Monday, June 25, 2018
Guitars I dig: Malcolm Young's “The Beast”
Malcolm Young's signature guitar was a 1963 red Gretsch Jet Firebird, given him by his older brother George.
When AC/DC started out Malcolm and his younger brother Angus traded solos — Angus claims Mal was always the better guitarist — but at some point Mal insisted the kid brother take lead and show-boating duties, while he, the elder, stood back and kept the train on the tracks with his dependable steam-engine rhythm stylings.
During shows Malcolm would switch from one Gretsch to the next, but inevitably “The Beast” came out. He made it his own by removing the trem-bar (“hard-tailing” it), the middle and neck pick-ups as well as the fire-engine red paint.
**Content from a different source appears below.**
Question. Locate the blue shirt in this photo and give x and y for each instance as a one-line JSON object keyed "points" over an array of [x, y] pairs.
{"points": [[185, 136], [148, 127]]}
It is as purely a rhythm guitar as can be.
Could be the knobs are there to keep it held together.
People with too much money can buy themselves a 2017 replica of “The Beast” for anywhere from $10,000 to $21,000. Players can find non-stressed varieties of the Malcolm Young Jet for anywhere from one- to three-grand. Owners are rapturous, for the reason you might expect — the guitar delivers that famous crunch tone, best when paired with an older Marshall amp cranked to 11.
"You're gonna charge WHAT??"
I see one version of the MY Jet has two pick-ups, so a player could reasonably expect the guitar to handle other duties besides stripped-down 12-bar blues-driven rock. However, I can't imagine anyone buying it for any other purpose than to chop out the AC/DC songbook — either in some crowded pub, or (more likely) their own bedroom.
Or church parking lot, depending...
That's more money than I could ever justify spending on an instrument of such limited expression. But I will admit that despite (or, let's be honest, quite likely because of) my complicated history with AC/DC I do have a special fondness for Malcolm's rhythm guitar. After a Saturday afternoon spent tackling some particularly tricky blues riff, nothing clears out the frustration like 10 minutes of chunking through “Jail Break” and “It's A Long Way To The Top (If You Wanna Rock 'n' Roll).”